Ну что ж, если есть возможность посыпать солью на его раны, пожалуй, воспользуюсь шансом.
— Моя мать, обожаемая мною Людмила Владимировна, в тот же день, как узнала о беременности, притащила меня к твоей матери. Кажется, я уже упоминала об этом. Не могу тебе с точностью сказать, какую мама преследовала конечную цель, но в одном она была убеждена — разбираться надо всем вместе. Великолепная Марго, однако, даже бровью не повела, услышав о перспективе породниться с нами. Она уже была в курсе, и все ответы ее оказались готовы заранее. Твоя мама предельно ясно донесла, что, во-первых, никогда в жизни Соколовские не опустятся до такой степени, чтобы связываться с нищебродами. А во-вторых, сын предупредил ее о возможных претензиях с нашей стороны, которые, к слову, совершенно не обоснованы. Обозвала меня малолетней потаскушкой, решившей ухватиться за золотого мальчика. Заявила, будто ты признался, что имел неосторожность со мной целоваться, исключительно из жалости и ради оценок по математике, но в интимном плане никогда не взглянул бы на подобное убожество! Что у тебя есть Кристина, воспитанная, благородная и благочестивая девочка, с которой у вас любовь с первого класса и серьёзные отношения. Тут, как нельзя кстати, спустилась и сама Кристина, подтверждая, что ты не желаешь спускаться и участвовать во всем этом цирке, ведь между нами никогда ничего не было. И предоставила видеозапись на телефоне с Зимнего бала. Потом были пафосные сочувствия Марго самой себе, что дескать за ее кровиночкой уже сейчас охотятся распутные дрянные девки, что же будет дальше. А затем она, как мать, сочувствовала моей матери и благородно предложила помощь в разрешении деликатного вопроса в виде десяти тысяч рублей на аборт, намекнув, что в их возрасте становиться бабушками непростительный позор. В общем, мы ушли, пообещав друг другу, что никогда в жизни больше не будем так унижаться.
— Зоя…
— Самое смешное, что мы нарушили это обещание. Я тяжело вынашивала. Практически не вылезала из постели. Местные врачи долгое время не могли правильно поставить диагноз. В конце концов, у меня выявился порок сердца. Требовалась операция. Здесь такие не делают, специалистов нет. Существуют квоты, но очередь на них на два года вперед расписана. На платную операцию, сам понимаешь, денег у нас не было. Нам предлагали аборт на поздних сроках, но во-первых, Степа развивался идеально. Как можно было убить его? Во-вторых, после прерывания в девяносто процентов случаев я осталась бы бесплодной. В-третьих, существовала все же вероятность, что мне удастся дотянуть хотя бы до семи месяцев. Тогда мама обратилась в благотворительный фонд Марго Соколовской. Пошла, так сказать, на поклон к барыне. Но не вышло, скажем так. Остался последний вариант — продать квартиру. Однако, через пару дней у меня объявился спонсор. Некто оплатил операцию и послеоперационный уход. Я только после родов узнала, что это был твой отец. Одна из акушерок рассказала. Я послала ему письмо с благодарностью и вложила фото Степы. Написала, что если он когда-нибудь захочет его увидеть, то я буду рада. Но он так ни разу не захотел.
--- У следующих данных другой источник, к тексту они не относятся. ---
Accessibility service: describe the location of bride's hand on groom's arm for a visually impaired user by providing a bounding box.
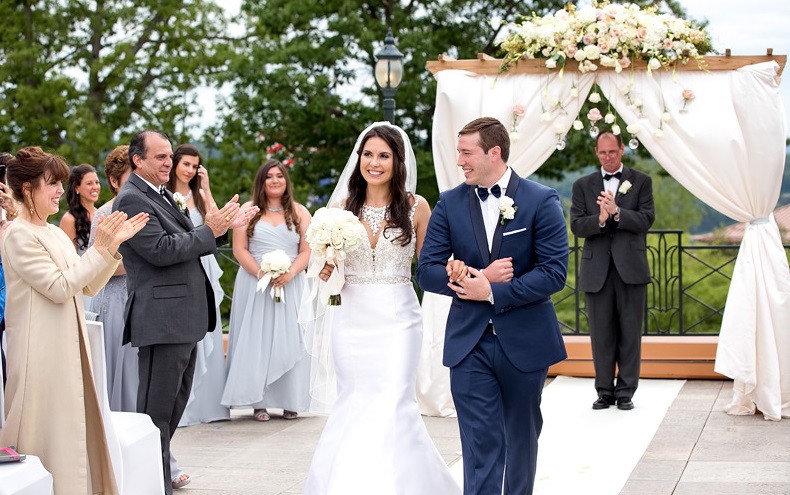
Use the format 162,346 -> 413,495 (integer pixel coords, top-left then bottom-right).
447,267 -> 491,301
480,258 -> 513,283
447,260 -> 469,284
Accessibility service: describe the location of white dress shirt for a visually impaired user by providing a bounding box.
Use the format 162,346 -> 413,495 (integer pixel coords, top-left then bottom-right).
475,167 -> 513,252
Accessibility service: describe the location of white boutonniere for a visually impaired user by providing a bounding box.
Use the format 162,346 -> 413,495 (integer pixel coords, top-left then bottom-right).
499,194 -> 518,225
173,193 -> 187,213
617,180 -> 633,194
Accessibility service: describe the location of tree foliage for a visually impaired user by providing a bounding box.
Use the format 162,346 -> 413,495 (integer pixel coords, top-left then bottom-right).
0,0 -> 231,169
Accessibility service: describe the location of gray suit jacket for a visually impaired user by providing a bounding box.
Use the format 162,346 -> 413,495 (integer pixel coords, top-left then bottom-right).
113,173 -> 228,347
571,167 -> 655,292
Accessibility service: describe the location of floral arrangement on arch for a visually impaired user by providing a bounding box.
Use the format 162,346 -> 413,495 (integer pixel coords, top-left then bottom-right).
500,0 -> 711,73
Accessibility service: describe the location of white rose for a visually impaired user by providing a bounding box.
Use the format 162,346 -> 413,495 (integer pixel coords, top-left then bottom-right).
647,58 -> 661,70
584,45 -> 601,60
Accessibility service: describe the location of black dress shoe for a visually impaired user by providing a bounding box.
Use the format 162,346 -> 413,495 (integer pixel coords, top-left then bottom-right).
593,395 -> 614,409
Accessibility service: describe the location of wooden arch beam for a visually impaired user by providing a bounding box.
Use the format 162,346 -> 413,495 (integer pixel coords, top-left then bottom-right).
425,48 -> 787,76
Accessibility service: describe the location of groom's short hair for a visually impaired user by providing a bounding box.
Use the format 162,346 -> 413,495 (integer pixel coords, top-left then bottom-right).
458,117 -> 510,162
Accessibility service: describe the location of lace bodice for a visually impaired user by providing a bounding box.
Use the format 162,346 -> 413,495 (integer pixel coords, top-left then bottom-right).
345,195 -> 424,285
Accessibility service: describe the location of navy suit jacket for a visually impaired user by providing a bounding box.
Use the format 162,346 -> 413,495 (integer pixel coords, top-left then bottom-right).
417,172 -> 568,372
113,173 -> 227,347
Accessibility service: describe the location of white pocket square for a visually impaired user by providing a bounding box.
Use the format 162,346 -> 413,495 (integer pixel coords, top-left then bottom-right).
502,227 -> 527,237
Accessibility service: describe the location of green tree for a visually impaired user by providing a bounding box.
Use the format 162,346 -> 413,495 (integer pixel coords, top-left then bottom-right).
0,0 -> 230,164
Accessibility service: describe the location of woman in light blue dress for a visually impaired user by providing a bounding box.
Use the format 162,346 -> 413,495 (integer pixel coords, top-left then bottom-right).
86,145 -> 139,412
222,160 -> 311,421
167,144 -> 230,426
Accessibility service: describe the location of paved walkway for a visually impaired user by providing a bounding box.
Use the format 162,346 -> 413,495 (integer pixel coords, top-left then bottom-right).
173,380 -> 790,495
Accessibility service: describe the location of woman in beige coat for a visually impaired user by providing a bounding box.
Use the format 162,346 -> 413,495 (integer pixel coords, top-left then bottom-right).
0,147 -> 148,495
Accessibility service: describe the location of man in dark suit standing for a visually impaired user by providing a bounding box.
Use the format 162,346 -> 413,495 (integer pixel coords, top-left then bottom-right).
417,117 -> 568,495
571,131 -> 655,410
113,130 -> 254,495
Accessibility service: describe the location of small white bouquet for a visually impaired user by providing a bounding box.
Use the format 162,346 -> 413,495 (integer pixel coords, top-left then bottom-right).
305,208 -> 368,306
499,194 -> 518,225
173,193 -> 187,213
257,249 -> 291,302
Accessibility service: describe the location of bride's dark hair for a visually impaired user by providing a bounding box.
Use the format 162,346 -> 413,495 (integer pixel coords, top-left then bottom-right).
346,126 -> 412,246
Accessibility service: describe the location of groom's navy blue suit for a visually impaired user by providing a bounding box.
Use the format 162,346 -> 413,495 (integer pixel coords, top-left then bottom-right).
417,172 -> 568,495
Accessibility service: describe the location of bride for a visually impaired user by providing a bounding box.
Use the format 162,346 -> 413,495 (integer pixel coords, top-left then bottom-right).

— Поверить не могу… Все это время они… знали?
Я взглянула на Соколовского и без удовольствия отметила, что выглядит он совершенно разбитым. Жаль его, чисто по-матерински. Сейчас с высоты прожитых лет, познав огромный жизненный опыт, пережив предательство, потери, боль, а также беззаветную сыновью любовь и великое счастье материнства, я искренне не понимаю, какие силы двигали четой Соколовских. Какой должна быть любовь матери к ребенку, если она не распространяется на его продолжение. Я понимаю, что можно не любить меня, даже презирать или ненавидеть, но родного внука не принимать? Не знаю…
Мы молчим и в сущности уже понятно, что добавить нечего. Ни мне, ни ему. Да и о чем тут рассуждать? Чувствуя смертельную усталость и опустошение, я собираюсь попрощаться и уйти.